Taraflarca ileri sürülen Anayasaya aykırılık iddiası davaya bakan mahkemece ciddi görülmezse bu konudaki talep, gerekçeleri de gösterilmek suretiyle reddedilir. Bu husus esas hükümle birlikte temyiz konusu yapılabilir.
Genel Sekreterlik gelen evrakı kaleme havale eder ve keyfiyeti başvuran mahkemeye bir yazı ile bildirir.
Evrakın kayda girişinden itibaren on gün içinde başvurunun yöntemine uygun olup olmadığı incelenir. Açık bir şekilde dayanaktan yoksun veya yöntemine uygun olmayan itiraz başvuruları, Mahkeme tarafından esas incelemeye geçilmeksizin gerekçeleriyle reddedilir.
Anayasa Mahkemesi, işin kendisine noksansız olarak gelişinden başlamak üzere beş ay içinde kararını verir ve açıklar. Bu süre içinde karar verilmezse ilgili mahkeme davayı yürürlükteki hükümlere göre sonuçlandırır. Ancak, Anayasa Mahkemesinin kararı, esas hakkındaki karar kesinleşinceye kadar gelirse mahkeme buna uymak zorundadır." hükmü yer almaktadır.
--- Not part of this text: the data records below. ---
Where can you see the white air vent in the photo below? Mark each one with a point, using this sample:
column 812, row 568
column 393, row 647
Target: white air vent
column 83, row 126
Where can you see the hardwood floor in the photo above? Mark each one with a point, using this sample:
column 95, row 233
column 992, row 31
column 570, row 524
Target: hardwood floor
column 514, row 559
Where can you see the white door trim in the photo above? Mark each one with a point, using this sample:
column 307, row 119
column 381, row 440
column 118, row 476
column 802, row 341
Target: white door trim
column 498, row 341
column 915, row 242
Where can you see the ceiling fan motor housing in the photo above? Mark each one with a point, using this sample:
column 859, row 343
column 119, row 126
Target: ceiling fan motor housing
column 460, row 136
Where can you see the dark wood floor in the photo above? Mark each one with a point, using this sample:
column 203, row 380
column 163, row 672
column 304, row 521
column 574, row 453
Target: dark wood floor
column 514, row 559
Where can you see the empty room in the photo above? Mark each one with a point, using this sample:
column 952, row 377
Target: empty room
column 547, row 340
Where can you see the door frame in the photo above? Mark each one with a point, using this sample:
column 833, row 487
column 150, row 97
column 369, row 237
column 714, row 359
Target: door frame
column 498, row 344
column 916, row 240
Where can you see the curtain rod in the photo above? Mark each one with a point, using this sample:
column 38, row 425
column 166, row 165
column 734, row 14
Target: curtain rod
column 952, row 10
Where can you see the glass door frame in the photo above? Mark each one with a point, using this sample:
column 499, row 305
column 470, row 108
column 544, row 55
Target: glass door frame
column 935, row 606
İlgili Anayasal Düzenlemeler
Anayasanın kamu görevlileri ile ilgili "Görev ve sorumlulukları, disiplin kovuşturulmasında güvence" başlıklı 129. maddesinde "Memurlar ve diğer kamu görevlileri Anayasa ve kanunlara sadık kalarak faaliyette bulunmakla yükümlüdürler..." kuralı, ''Kanunsuz emir'' başlığını taşıyan 137. maddesinde; ''Kamu hizmetlerinde herhangi bir sıfat ve suretle çalışmakta olan kimse, üstünden aldığı emri, yönetmelik, Cumhurbaşkanlığı kararnamesi, kanun veya Anayasa hükümlerine aykırı görürse, yerine getirmez ve bu aykırılığı o emri verene bildirir. Ancak, üstü emrinde ısrar eder ve bu emrini yazı ile yenilerse, emir yerine getirilir; bu halde, emri yerine getiren sorumlu olmaz.
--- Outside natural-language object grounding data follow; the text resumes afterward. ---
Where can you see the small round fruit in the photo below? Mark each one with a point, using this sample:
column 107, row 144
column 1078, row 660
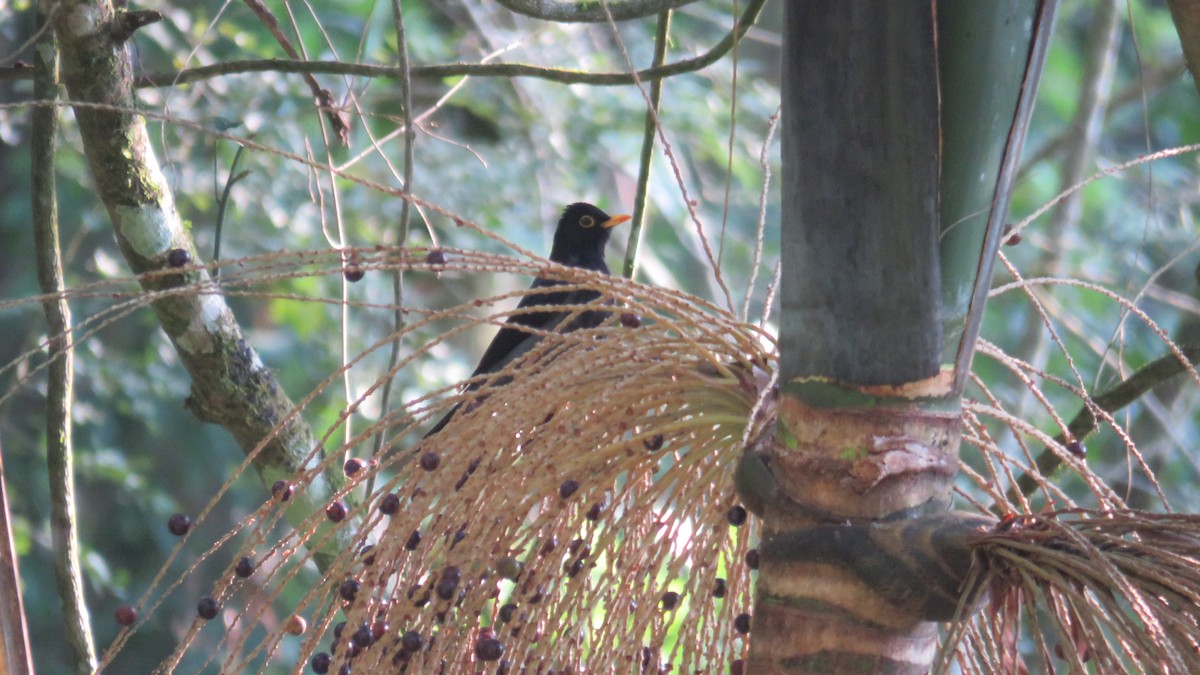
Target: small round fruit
column 349, row 590
column 736, row 515
column 245, row 567
column 321, row 662
column 336, row 511
column 208, row 608
column 295, row 625
column 179, row 257
column 489, row 649
column 568, row 488
column 430, row 460
column 389, row 505
column 125, row 614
Konusu suç teşkil eden emir, hiçbir suretle yerine getirilmez; yerine getiren kimse sorumluluktan kurtulamaz.
Askeri hizmetlerin görülmesi ve acele hallerde kamu düzeni ve kamu güvenliğinin korunması için kanunla gösterilen istisnalar saklıdır.'' kuralı yer almaktadır.
Bu Davada Uygulanacak Kural
657 sayılı Devlet Memurları Kanunu'nun 125/B maddesinin "Kınama cezasını gerektiren fiil ve haller şunlardır:" başlığı altındaki (j) bendinde yer alan "Verilen emirlere itiraz etmek," düzenlemesinin Anayasa'ya aykırı olduğu düşünülmektedir.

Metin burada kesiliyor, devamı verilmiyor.